AB: Do you believe there is value in educating young people about free enterprise? If so, why?

Rock: Certainly yes—I think it’s important to instill the values of hard work, of preparing for success and of taking responsibility for yourself. We are not entitled to anything; we create our own opportunities and this generation has to understand that.

As I’ve said to others—the best experience for learning to run a major corporation is to start by running your village store. You’ll learn a lot about customer service, tending to the books, and solving problems. I found it invaluable!

AB: What can schools and parents do to ensure that young people don’t encounter financial pitfalls?

Rock: I strongly believe basic economics should be taught to students at a young age—things like balancing a checkbook, paying bills, and prioritizing spending.

AB: What can the business community offer to young people?

Rock: The corporate community should be involved in the schools to explain what opportunities are out there—and to explain what roadmap they would follow to get there.

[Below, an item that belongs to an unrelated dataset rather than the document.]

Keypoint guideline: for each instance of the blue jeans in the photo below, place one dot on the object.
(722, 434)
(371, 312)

ASRC can play a role in that, and this education should start at a very young age.

In my region, a robust oil and gas industry is vital to our future. Taxes from this industry provide infrastructure, our local government, and even services like search and rescue. We have to better explain this to the next generation. I don’t think anyone wants to go back to a time before when we had no running water, flush toilets, or reliable heat. It will take a viable oil and gas industry in order for us to protect our future.

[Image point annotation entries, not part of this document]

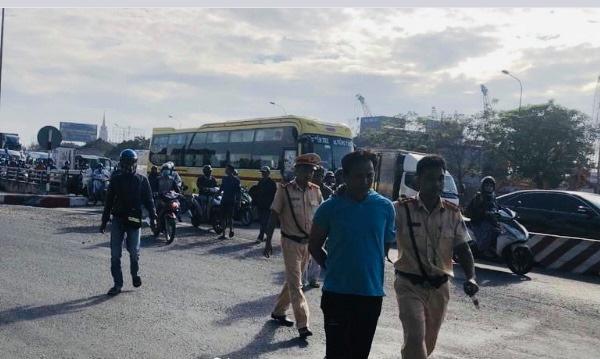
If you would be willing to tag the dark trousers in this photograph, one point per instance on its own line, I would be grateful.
(119, 232)
(263, 217)
(350, 323)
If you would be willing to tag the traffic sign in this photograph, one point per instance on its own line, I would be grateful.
(49, 138)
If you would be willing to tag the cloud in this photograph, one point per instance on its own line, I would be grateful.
(435, 51)
(203, 65)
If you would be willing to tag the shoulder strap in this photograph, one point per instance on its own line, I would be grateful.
(414, 242)
(287, 193)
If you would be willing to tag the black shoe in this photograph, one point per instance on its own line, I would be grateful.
(304, 333)
(114, 291)
(282, 320)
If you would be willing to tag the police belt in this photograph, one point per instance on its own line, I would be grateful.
(297, 239)
(428, 281)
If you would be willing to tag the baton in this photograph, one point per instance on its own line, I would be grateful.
(475, 302)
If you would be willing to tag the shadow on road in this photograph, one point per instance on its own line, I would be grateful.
(489, 277)
(80, 229)
(29, 313)
(252, 309)
(263, 343)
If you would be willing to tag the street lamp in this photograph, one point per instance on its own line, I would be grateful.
(520, 85)
(278, 105)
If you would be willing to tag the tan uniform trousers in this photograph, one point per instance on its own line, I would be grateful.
(422, 311)
(295, 258)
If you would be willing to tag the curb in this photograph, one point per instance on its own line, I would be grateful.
(568, 254)
(46, 201)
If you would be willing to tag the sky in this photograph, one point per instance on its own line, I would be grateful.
(184, 67)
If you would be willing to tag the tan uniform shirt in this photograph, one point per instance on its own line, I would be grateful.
(305, 203)
(436, 235)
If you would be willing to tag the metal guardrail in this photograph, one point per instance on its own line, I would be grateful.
(42, 181)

AB: Did you have a role model growing up? Do you think young people benefit from role models?

Rock: Certainly my grandparents Allen and Frances Rock were my role models growing up. I learned that it’s never about me, it’s about my community, and I’ve tried my best to always remember that. I also learned so much from my fellow board members and former North Slope leaders. Dr. Jake Adams Sr. was also one of my role models: I saw what he did for his people and I hope I can continue that legacy.

Young people today also need role models, those who can show them a path to success if they work hard and keep their eye on their goals.

AB: What can we do to prepare young people to succeed in a global economy?

Rock: Again, education is the key. That’s why ASRC set up the Arctic Education Foundation, as a way to create the next generation of Iñupiat leaders.

AB: What accomplishments are you most proud of?

Rock: Through coaching, I’ve had the opportunity to teach my players some life lessons, and I’m humbled when I hear back from a player who is doing well and I know I somehow made a difference in their life.

In the workplace, the benefits ASRC provides make a real, significant difference in our communities—and these benefits are our highest priority.

AB: What do you hope for your own future and/or the future of Alaska?

Rock: For Alaska’s future, I’d like to see our economy be able to stabilize. I’m encouraged by the news that we’ll see resumed development in our region later this year. We still have enormous potential here, but it will take leaders who can make the tough decisions, sometimes unpopular long-term decisions, to turn that potential into reality.

Also, of course, I also pray that we can all come out of this COVID-19 pandemic as safely and as quickly as possible.

AB: What do you want your legacy to be?

Rock: I’ve never really thought about my “legacy,” but I do hope to be remembered as someone who always wanted to provide for his people, now and long into the future. I work with that goal in mind—creating opportunities for the Iñupiaq community—every day.